In "The Emperor of Scent" (Random House), author Chandler Burr merges Turin’s worlds, telling the story of the scientist with the extraordinary sense of smell and his radical theory with the racing breathlessness of a whodunit.
"He has the most other-worldly sense of smell," says Burr, who met Turin as the two waited for the Eurostar on a platform at the Gare de Nord in 1998. "He has smells in his head like Matisse had color."
He also has an amazing ability to turn those smells into language. For Turin, tuberose is a "black rubber flower." Tommy Hilfiger’s scent, Tommy, is Prokofiev’s "First Symphony," and the milky tang of Gucci’s Rush, which he loves, is "like an infant’s breath mixed with his mother’s hairspray."
His sweet talk won over the perfume industry, but, as has been the case for most radical thinkers, in the scientific community, Turin had a hard time convincing skeptics — and in the scientific community, everyone’s a skeptic — that his ideas about smell can hold up. Turin’s controversial theory proposes that the nose recognizes molecules by the vibration of their molecular bonds — not, as is commonly thought, by their molecular shape. If Turin’s right, everything we think we know about smell will change, and Turin will probably land a Nobel Prize.

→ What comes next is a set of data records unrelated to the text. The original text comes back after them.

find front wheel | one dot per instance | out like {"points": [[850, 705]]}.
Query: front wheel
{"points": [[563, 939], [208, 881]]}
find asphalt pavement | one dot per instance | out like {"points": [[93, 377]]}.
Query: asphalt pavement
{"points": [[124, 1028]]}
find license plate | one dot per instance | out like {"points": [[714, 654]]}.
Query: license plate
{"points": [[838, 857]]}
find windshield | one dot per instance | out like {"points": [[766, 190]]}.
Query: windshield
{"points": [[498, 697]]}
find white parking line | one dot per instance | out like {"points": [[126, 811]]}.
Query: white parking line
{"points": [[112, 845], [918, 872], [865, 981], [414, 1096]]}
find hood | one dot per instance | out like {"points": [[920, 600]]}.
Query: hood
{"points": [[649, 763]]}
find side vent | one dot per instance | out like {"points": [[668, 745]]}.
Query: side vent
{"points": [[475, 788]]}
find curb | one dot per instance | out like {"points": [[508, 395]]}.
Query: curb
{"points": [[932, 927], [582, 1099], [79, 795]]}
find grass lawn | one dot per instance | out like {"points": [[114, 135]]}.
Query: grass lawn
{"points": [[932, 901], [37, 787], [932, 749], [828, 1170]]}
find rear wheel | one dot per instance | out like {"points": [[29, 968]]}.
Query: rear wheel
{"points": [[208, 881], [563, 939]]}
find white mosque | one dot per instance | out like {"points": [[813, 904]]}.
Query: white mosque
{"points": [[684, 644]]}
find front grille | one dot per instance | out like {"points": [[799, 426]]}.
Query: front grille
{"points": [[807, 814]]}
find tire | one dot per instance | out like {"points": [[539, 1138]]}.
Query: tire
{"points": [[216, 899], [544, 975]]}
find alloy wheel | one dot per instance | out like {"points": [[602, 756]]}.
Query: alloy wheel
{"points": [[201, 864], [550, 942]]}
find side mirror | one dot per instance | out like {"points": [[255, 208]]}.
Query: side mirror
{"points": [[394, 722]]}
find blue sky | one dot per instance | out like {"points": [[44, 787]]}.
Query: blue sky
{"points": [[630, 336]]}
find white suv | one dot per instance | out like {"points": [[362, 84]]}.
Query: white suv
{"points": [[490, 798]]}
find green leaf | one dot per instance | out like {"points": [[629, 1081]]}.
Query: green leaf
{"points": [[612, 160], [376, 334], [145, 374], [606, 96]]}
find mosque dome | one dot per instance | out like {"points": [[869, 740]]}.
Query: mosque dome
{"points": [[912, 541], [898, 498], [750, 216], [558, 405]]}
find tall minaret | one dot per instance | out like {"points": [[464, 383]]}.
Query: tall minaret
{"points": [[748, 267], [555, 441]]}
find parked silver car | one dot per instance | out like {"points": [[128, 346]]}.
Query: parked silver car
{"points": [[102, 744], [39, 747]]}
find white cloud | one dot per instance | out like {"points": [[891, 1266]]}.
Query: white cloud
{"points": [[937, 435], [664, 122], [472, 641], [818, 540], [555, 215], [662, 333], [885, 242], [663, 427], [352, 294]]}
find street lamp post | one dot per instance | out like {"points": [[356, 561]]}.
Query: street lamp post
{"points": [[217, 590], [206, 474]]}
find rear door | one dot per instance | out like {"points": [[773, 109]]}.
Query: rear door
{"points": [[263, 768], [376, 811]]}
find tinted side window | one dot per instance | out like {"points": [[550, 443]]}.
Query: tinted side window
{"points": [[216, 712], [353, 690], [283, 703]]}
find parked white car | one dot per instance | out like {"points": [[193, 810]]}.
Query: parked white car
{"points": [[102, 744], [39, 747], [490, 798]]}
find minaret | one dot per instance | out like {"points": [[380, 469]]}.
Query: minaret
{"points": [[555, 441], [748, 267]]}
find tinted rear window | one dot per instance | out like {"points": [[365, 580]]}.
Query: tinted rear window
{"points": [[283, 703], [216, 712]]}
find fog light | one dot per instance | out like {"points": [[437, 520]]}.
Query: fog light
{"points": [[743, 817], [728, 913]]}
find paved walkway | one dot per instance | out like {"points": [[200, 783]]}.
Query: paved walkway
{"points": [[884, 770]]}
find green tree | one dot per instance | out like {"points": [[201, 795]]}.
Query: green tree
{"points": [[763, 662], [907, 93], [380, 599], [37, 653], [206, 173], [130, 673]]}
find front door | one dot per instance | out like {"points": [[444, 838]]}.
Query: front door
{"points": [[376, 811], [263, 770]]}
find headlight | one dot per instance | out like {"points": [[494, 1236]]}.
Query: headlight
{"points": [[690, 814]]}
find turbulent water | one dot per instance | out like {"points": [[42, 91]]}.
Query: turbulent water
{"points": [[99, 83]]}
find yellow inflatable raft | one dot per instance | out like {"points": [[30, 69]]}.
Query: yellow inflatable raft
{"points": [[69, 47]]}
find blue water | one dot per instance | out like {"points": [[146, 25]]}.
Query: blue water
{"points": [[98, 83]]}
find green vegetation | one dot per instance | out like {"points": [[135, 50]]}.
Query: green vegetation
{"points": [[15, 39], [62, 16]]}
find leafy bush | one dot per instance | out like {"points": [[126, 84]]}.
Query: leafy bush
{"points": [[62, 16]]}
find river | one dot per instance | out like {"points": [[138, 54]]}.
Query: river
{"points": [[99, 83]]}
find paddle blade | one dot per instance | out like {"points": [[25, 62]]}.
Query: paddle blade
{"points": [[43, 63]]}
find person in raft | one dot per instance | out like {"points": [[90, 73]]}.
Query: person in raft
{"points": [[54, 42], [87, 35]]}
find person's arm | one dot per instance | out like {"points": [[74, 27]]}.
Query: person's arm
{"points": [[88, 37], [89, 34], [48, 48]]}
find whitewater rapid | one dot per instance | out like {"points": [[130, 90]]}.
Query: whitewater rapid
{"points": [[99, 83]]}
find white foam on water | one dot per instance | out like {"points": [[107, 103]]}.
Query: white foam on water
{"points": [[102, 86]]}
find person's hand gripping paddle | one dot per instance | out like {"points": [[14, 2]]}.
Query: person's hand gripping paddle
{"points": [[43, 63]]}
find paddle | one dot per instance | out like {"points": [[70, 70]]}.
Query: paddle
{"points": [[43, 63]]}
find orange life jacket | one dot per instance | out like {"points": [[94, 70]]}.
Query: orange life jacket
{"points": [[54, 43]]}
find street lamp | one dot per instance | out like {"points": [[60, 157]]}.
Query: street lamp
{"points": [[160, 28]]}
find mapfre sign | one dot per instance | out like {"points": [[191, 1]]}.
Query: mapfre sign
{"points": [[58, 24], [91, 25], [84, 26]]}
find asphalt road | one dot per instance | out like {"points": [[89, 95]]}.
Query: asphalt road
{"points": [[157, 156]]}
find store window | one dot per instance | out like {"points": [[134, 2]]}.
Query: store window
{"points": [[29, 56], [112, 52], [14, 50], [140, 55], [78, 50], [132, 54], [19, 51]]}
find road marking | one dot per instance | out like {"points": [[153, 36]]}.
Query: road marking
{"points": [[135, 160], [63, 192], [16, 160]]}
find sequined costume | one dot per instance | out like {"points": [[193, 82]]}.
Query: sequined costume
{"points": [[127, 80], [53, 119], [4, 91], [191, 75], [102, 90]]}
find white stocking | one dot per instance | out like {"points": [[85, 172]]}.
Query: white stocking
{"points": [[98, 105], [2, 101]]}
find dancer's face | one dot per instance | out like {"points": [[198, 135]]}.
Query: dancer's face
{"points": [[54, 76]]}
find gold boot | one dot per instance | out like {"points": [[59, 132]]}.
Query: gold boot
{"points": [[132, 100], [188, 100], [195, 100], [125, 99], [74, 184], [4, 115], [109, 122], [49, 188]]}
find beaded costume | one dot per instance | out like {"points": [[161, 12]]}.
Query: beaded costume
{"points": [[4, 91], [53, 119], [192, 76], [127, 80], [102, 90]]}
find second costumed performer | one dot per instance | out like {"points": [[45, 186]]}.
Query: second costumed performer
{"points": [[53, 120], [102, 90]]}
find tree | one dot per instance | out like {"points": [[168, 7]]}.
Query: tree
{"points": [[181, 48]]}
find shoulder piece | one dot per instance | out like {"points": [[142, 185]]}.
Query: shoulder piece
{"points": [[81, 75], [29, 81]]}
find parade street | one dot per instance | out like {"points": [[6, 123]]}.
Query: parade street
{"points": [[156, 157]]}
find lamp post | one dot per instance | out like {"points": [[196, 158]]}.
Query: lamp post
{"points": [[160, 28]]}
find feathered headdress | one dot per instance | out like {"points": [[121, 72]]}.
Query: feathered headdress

Chapter by chapter, the good doctor — a biophysicist by trade — argues his case. He serves up caraway and mint as evidence. He wafts samples of borane, a toxic, explosive rocket fuel, in his lab at the University College London. He cracks the mystery of Chanel No.5 and its aldehyde chains, that smell alternately of waxy candles and of mandarin orange. Over 20 years, he travels from the Côte d’Azur to North Carolina to Paris to Bombay to Lisbon, chasing down evidence to make his case.